In an article published on spotlight.africa on Monday, Munusamy compared her situation to that of former Finance Minister Nhlanhla Nene, who she said was also caught in the inquiry’s “crossfire.”
She wrote, “There is a possibility that I might end as a mere footnote in the great state capture saga, as the allegations against me may be considered peripheral to the inquiry’s core business.”
Crime Intelligence slush fund
Munusamy added, “The false accusations against me feel, however, like a face tattoo – hideous and defining – and threaten to recast who, and what, I really am.”
Col Dhananjaya Naidoo, a former Crime Intelligence official who turned state witness, told the inquiry in September last year that Munusamy had benefitted from a Crime Intelligence slush fund.
He alleged that about R40,000 was used to service Munusamy’s BMW convertible in 2008. Naidoo is currently in witness protection.
A Hawks investigator, Col Kobus Roelofse, also testified that R143,621.78 from the same slush fund was allegedly paid to Wesbank Vehicle Finance to settle a car in Munusamy’s name.

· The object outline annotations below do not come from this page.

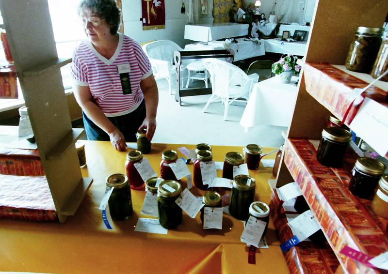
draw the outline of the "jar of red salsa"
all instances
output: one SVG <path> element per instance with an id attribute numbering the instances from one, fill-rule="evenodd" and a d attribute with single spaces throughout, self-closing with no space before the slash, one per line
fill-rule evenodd
<path id="1" fill-rule="evenodd" d="M 205 164 L 211 161 L 213 159 L 213 155 L 211 152 L 208 150 L 199 151 L 197 153 L 196 159 L 194 161 L 194 169 L 193 173 L 193 181 L 194 184 L 199 189 L 206 190 L 208 189 L 208 185 L 204 185 L 202 181 L 202 174 L 201 173 L 201 163 Z"/>
<path id="2" fill-rule="evenodd" d="M 244 162 L 248 166 L 248 169 L 256 170 L 260 164 L 260 156 L 263 152 L 263 148 L 255 144 L 250 144 L 245 147 Z"/>
<path id="3" fill-rule="evenodd" d="M 173 170 L 168 165 L 172 163 L 176 163 L 178 158 L 177 152 L 173 150 L 164 151 L 162 153 L 161 162 L 161 177 L 164 180 L 173 180 L 180 182 L 177 179 Z"/>
<path id="4" fill-rule="evenodd" d="M 127 153 L 125 171 L 130 188 L 135 190 L 144 190 L 144 181 L 135 167 L 135 164 L 143 159 L 143 154 L 139 151 L 132 151 Z"/>
<path id="5" fill-rule="evenodd" d="M 228 152 L 225 155 L 222 178 L 233 180 L 233 167 L 244 163 L 244 155 L 238 152 Z"/>

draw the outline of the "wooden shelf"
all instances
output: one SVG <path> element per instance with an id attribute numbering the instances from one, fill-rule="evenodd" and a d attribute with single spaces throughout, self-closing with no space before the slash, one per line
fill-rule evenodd
<path id="1" fill-rule="evenodd" d="M 85 130 L 83 128 L 73 128 L 55 146 L 54 149 L 47 153 L 46 159 L 60 159 L 74 142 L 81 138 Z"/>
<path id="2" fill-rule="evenodd" d="M 356 157 L 350 154 L 344 167 L 331 168 L 318 161 L 316 151 L 307 139 L 291 138 L 286 143 L 284 161 L 343 269 L 350 273 L 378 273 L 340 254 L 345 245 L 371 257 L 388 251 L 385 221 L 364 207 L 370 202 L 360 202 L 348 189 Z"/>
<path id="3" fill-rule="evenodd" d="M 71 58 L 58 58 L 23 71 L 23 76 L 35 76 L 48 70 L 60 68 L 71 62 Z"/>

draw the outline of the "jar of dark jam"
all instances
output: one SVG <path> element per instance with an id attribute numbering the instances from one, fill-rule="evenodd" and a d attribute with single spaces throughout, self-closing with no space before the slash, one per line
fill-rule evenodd
<path id="1" fill-rule="evenodd" d="M 233 180 L 233 166 L 244 163 L 244 155 L 238 152 L 228 152 L 225 155 L 222 178 Z"/>
<path id="2" fill-rule="evenodd" d="M 182 192 L 179 182 L 166 180 L 158 187 L 158 213 L 161 226 L 173 229 L 182 222 L 182 209 L 175 202 Z"/>
<path id="3" fill-rule="evenodd" d="M 317 151 L 317 159 L 327 167 L 338 167 L 342 164 L 352 134 L 341 127 L 326 127 Z"/>
<path id="4" fill-rule="evenodd" d="M 138 163 L 142 159 L 143 154 L 139 151 L 131 151 L 127 153 L 125 172 L 129 181 L 130 188 L 132 189 L 144 189 L 144 181 L 135 167 L 135 164 Z"/>
<path id="5" fill-rule="evenodd" d="M 248 222 L 249 216 L 252 216 L 257 220 L 266 223 L 263 232 L 263 236 L 265 235 L 270 222 L 270 208 L 268 205 L 263 202 L 253 202 L 249 206 L 249 213 L 246 222 Z"/>
<path id="6" fill-rule="evenodd" d="M 203 224 L 203 216 L 205 207 L 221 207 L 221 196 L 215 191 L 209 190 L 202 197 L 202 202 L 205 206 L 201 209 L 201 220 Z"/>
<path id="7" fill-rule="evenodd" d="M 138 131 L 136 134 L 137 150 L 142 152 L 143 154 L 148 154 L 151 151 L 151 142 L 146 137 L 146 133 L 147 131 L 143 129 Z"/>
<path id="8" fill-rule="evenodd" d="M 349 188 L 354 195 L 371 198 L 385 170 L 384 164 L 374 159 L 360 157 L 356 161 Z"/>
<path id="9" fill-rule="evenodd" d="M 385 37 L 383 43 L 381 43 L 371 75 L 373 78 L 377 78 L 387 69 L 388 69 L 388 36 Z M 380 80 L 388 82 L 388 75 L 380 78 Z"/>
<path id="10" fill-rule="evenodd" d="M 350 44 L 345 66 L 349 70 L 369 73 L 381 45 L 384 29 L 360 27 Z"/>
<path id="11" fill-rule="evenodd" d="M 377 191 L 372 201 L 372 209 L 379 216 L 388 219 L 388 174 L 383 175 L 379 181 Z"/>
<path id="12" fill-rule="evenodd" d="M 197 157 L 194 160 L 194 168 L 193 174 L 193 179 L 194 185 L 199 189 L 206 190 L 208 184 L 204 185 L 202 181 L 202 174 L 201 173 L 201 163 L 205 164 L 213 159 L 213 155 L 210 151 L 199 151 L 197 153 Z"/>
<path id="13" fill-rule="evenodd" d="M 240 175 L 234 177 L 229 204 L 230 215 L 239 220 L 246 219 L 256 186 L 256 181 L 250 176 Z"/>
<path id="14" fill-rule="evenodd" d="M 173 170 L 168 165 L 172 163 L 176 163 L 178 154 L 175 151 L 164 151 L 162 154 L 161 162 L 161 177 L 164 180 L 178 181 Z"/>
<path id="15" fill-rule="evenodd" d="M 258 145 L 250 144 L 245 147 L 244 162 L 248 166 L 248 169 L 256 170 L 260 164 L 260 156 L 263 148 Z"/>
<path id="16" fill-rule="evenodd" d="M 109 213 L 114 220 L 126 220 L 132 215 L 132 200 L 128 178 L 124 174 L 113 174 L 106 179 L 107 187 L 114 187 L 108 200 Z"/>

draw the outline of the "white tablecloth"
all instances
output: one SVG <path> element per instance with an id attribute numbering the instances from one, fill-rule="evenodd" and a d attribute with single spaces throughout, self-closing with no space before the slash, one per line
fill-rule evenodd
<path id="1" fill-rule="evenodd" d="M 248 128 L 261 125 L 289 126 L 298 90 L 291 83 L 283 84 L 273 77 L 255 84 L 240 123 Z"/>
<path id="2" fill-rule="evenodd" d="M 220 23 L 185 26 L 185 39 L 207 42 L 248 35 L 247 24 Z"/>

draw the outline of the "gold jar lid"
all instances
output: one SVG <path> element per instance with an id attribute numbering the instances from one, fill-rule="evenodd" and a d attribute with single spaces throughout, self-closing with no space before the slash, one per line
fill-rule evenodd
<path id="1" fill-rule="evenodd" d="M 127 160 L 139 161 L 143 158 L 143 153 L 140 151 L 131 151 L 127 153 Z"/>
<path id="2" fill-rule="evenodd" d="M 225 155 L 225 161 L 233 166 L 242 165 L 244 163 L 244 155 L 238 152 L 228 152 Z"/>
<path id="3" fill-rule="evenodd" d="M 256 186 L 256 180 L 249 175 L 240 174 L 233 179 L 233 187 L 239 190 L 249 190 Z"/>
<path id="4" fill-rule="evenodd" d="M 182 186 L 178 182 L 166 180 L 162 182 L 158 187 L 158 193 L 161 196 L 166 198 L 176 197 L 182 192 Z"/>
<path id="5" fill-rule="evenodd" d="M 352 139 L 352 134 L 341 127 L 330 126 L 322 131 L 322 137 L 334 142 L 347 143 Z"/>
<path id="6" fill-rule="evenodd" d="M 167 161 L 174 161 L 178 158 L 178 154 L 175 151 L 164 151 L 162 153 L 162 158 Z"/>
<path id="7" fill-rule="evenodd" d="M 141 130 L 138 130 L 137 131 L 137 137 L 146 137 L 146 135 L 147 134 L 147 130 L 145 128 L 143 128 Z"/>
<path id="8" fill-rule="evenodd" d="M 245 150 L 249 154 L 261 154 L 263 148 L 255 144 L 249 144 L 245 147 Z"/>
<path id="9" fill-rule="evenodd" d="M 366 157 L 358 158 L 355 167 L 357 170 L 370 175 L 380 176 L 385 170 L 385 166 L 380 161 Z"/>
<path id="10" fill-rule="evenodd" d="M 150 192 L 156 193 L 158 192 L 158 187 L 156 186 L 156 183 L 158 182 L 162 182 L 164 181 L 164 179 L 161 177 L 151 177 L 147 179 L 146 180 L 146 185 L 147 187 L 147 189 Z"/>
<path id="11" fill-rule="evenodd" d="M 106 178 L 106 185 L 110 187 L 122 188 L 128 184 L 128 178 L 124 174 L 115 173 Z"/>
<path id="12" fill-rule="evenodd" d="M 198 154 L 199 151 L 211 151 L 211 146 L 202 143 L 198 144 L 195 146 L 195 154 Z"/>
<path id="13" fill-rule="evenodd" d="M 213 159 L 213 154 L 210 151 L 199 151 L 197 153 L 197 158 L 201 161 L 210 161 Z"/>
<path id="14" fill-rule="evenodd" d="M 210 206 L 217 206 L 221 202 L 221 196 L 218 192 L 209 190 L 202 197 L 204 203 Z"/>
<path id="15" fill-rule="evenodd" d="M 380 178 L 379 185 L 383 189 L 388 192 L 388 174 L 384 174 Z"/>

Zondo grants approval to cross-examine
The Tiso Black Star journalist denied the allegations but was placed on special leave. In her article on Monday, she said the inquiry’s chairperson, Deputy Chief Justice Raymond Zondo, has now granted her application to testify and cross-examine “one of my accusers.”
She said “sometime between 2008 and 2009,” she called the police to “inspect” her car after all four tyres were deflated at a shopping centre, suggesting she did so because of security concerns.
Munusamy explained, “Naidoo seemed not to know that my car was sent to the police to be inspected and made the ridiculous conclusion that I handed it over to be repaired, serviced and four new tyres fitted.”
She said she wasn’t working as a journalist at the time and only resumed in 2012, adding, “Naidoo jumped to another bizarre conclusion that the incident was reflective of a scheme to bribe journalists.”
She claimed Naidoo did not disclose what she had done in exchange for the alleged benefits. “In my case, the accusers have not produced evidence of any quid pro quo,” she wrote.
Munusamy implied that her reputation may remain tarnished until the inquiry completes its work and clears her name.
“It is my wish that the arbiter, in this context Judge Zondo, declares my innocence, not just pronounce the obvious – that our society is deeply corrupted and that the state was captured,” she concluded.